What was it to have faith in that Promise? What did it mean to Abraham? Assuredly it meant that thenceforth Abraham’s mind would take in a larger horizon—the world of humanity, instead of merely his own immediate family and flocks and herds, and his nearest neighbors. It meant that if God would so honor his posterity, Abraham would seek in everything to co-operate with God and that great Promise.

For years God tested Abraham’s faith. Yet he still believed. “His faith staggered not.” After Isaac had been born and as yet had no child, God directed that this son of promise, the one in whom the whole Promise centered, should be sacrificed. What a test of faith! What a grand development of faith Abraham had acquired when he was ready to obey the Voice Divine, accounting that God was able to raise Isaac up again from the dead! Oh, for such a trust in God! Oh, for such a faith! Oh, for such an appreciation of Divine Power! What could not be accomplished in the world through the Divine Message if such faith prevailed amongst God’s children! What would God not do for children who would trust Him thus!

It was the same with Isaac and with Jacob. They trusted that same Promise. It influenced the whole course of their lives. It made them more like God. It shaped every interest of life. Although they understood practically nothing of how God would accomplish so great a blessing, their faith laid hold upon the fact. From their posterity God would raise up a holy people to be His agency, His channel, for instructing the world, ruling the world, uplifting the world, resurrecting the dead, bringing mankind back to all that was lost through Adam’s disobedience.

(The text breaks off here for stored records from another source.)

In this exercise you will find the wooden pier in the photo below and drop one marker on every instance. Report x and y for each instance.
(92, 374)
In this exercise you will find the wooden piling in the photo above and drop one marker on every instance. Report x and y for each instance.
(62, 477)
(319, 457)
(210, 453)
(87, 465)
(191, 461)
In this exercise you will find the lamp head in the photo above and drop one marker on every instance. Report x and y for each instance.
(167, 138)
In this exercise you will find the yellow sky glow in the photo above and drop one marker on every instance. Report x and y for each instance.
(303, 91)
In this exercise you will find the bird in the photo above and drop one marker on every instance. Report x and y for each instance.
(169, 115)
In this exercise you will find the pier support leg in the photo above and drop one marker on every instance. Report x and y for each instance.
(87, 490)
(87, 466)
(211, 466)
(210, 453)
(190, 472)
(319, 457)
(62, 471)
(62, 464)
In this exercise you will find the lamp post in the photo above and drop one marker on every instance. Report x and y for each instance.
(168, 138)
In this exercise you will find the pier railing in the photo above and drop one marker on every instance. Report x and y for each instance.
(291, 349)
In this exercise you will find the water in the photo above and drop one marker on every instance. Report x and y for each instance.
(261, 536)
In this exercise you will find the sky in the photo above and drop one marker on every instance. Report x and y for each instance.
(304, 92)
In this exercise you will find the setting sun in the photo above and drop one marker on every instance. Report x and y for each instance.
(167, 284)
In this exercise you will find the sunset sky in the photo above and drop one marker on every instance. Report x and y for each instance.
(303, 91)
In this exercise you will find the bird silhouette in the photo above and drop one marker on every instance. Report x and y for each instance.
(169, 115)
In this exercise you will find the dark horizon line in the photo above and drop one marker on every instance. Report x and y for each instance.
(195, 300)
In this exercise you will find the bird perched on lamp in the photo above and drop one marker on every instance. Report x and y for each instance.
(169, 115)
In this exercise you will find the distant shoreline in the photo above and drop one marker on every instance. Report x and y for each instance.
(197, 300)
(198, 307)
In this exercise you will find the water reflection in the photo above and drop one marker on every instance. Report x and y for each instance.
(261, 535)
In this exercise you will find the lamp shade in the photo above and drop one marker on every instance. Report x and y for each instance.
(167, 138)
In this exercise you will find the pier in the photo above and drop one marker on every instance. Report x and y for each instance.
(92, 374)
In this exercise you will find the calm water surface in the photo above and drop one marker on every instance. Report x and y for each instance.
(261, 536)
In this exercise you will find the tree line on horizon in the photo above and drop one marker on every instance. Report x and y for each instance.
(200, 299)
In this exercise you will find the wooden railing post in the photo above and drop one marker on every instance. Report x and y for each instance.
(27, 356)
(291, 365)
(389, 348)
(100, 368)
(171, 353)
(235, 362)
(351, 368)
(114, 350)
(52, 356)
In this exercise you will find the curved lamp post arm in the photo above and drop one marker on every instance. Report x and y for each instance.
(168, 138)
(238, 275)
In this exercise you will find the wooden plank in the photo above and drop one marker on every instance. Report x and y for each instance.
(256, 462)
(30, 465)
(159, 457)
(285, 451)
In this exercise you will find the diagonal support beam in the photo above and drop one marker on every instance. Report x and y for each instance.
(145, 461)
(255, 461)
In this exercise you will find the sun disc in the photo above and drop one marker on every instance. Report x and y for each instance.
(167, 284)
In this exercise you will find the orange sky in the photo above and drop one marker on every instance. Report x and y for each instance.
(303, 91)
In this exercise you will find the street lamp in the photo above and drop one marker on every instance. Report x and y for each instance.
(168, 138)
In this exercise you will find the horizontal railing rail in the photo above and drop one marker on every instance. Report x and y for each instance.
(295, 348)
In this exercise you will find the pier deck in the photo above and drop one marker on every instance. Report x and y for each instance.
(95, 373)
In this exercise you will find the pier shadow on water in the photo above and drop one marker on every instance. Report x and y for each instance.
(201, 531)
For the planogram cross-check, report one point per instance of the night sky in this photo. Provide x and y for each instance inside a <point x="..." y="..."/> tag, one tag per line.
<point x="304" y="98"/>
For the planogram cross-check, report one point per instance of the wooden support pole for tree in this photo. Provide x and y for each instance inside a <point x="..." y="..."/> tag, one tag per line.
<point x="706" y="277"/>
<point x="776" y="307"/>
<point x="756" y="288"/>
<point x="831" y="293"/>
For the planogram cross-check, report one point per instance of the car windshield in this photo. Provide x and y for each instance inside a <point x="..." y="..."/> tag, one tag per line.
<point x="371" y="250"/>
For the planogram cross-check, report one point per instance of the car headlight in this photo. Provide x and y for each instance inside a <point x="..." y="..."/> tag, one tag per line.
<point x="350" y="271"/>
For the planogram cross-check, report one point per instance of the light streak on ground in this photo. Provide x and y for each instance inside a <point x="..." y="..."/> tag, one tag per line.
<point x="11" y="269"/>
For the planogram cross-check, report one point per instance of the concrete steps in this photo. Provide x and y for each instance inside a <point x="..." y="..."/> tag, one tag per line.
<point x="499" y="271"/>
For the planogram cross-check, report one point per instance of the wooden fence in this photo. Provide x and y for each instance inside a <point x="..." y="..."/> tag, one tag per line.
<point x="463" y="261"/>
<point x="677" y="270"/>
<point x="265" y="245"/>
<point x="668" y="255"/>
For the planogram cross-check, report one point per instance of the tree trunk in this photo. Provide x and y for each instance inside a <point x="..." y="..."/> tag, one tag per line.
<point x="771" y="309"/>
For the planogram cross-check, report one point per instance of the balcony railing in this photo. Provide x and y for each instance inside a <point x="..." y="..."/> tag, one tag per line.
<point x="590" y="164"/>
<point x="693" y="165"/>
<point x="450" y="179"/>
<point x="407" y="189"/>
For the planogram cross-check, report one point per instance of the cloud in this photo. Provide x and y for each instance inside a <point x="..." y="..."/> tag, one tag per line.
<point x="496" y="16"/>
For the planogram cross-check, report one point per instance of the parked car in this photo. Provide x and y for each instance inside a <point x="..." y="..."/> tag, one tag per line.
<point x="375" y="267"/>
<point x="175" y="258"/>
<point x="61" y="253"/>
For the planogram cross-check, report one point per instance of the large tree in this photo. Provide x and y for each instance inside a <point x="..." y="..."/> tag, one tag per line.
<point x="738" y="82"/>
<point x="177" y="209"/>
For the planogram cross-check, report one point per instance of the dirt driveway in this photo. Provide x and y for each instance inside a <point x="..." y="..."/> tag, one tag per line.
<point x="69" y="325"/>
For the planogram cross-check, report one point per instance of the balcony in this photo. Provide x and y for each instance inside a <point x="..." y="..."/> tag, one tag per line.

Their faith might have had plenty of opportunities for stumbling, if it had been weaker. If they had been more worldly-wise, they might have said, How can God do this thing and yet be just? Having once pronounced a sentence, how can He clear the guilty? But their faith wavered not. In their hearts they said, “God has promised; and what God has promised, He will do, and He will have His own way of accomplishing it.”

By and by, the nation of Israel as a whole was called the people of God. The nation as a whole entered into a Covenant with God, and He with them, through Moses, the mediator of the Law Covenant. Israel was impulsed by faith—faith in the Promise made to Abraham that God would use his posterity and through it bless all people, all of Adam’s race—the living and the dead.

The Covenant of Sinai pledged the people of Israel that they would be a holy nation, that they would keep God’s Law blamelessly. God covenanted that in that event He would fulfil in them the Promise made to Abraham. God knew that imperfect human beings could not keep His perfect Law. But He would let them try; He would let them learn the lesson; He would through that lesson give instruction to the angels respecting His own righteousness. He would also through it give instruction to Spiritual Israel, whom later He would develop and through whom the blessings actually would come. This St. Paul explains, saying, “The Law Covenant was added because of transgressions, until the promised Seed should come.”—Galatians 3:19.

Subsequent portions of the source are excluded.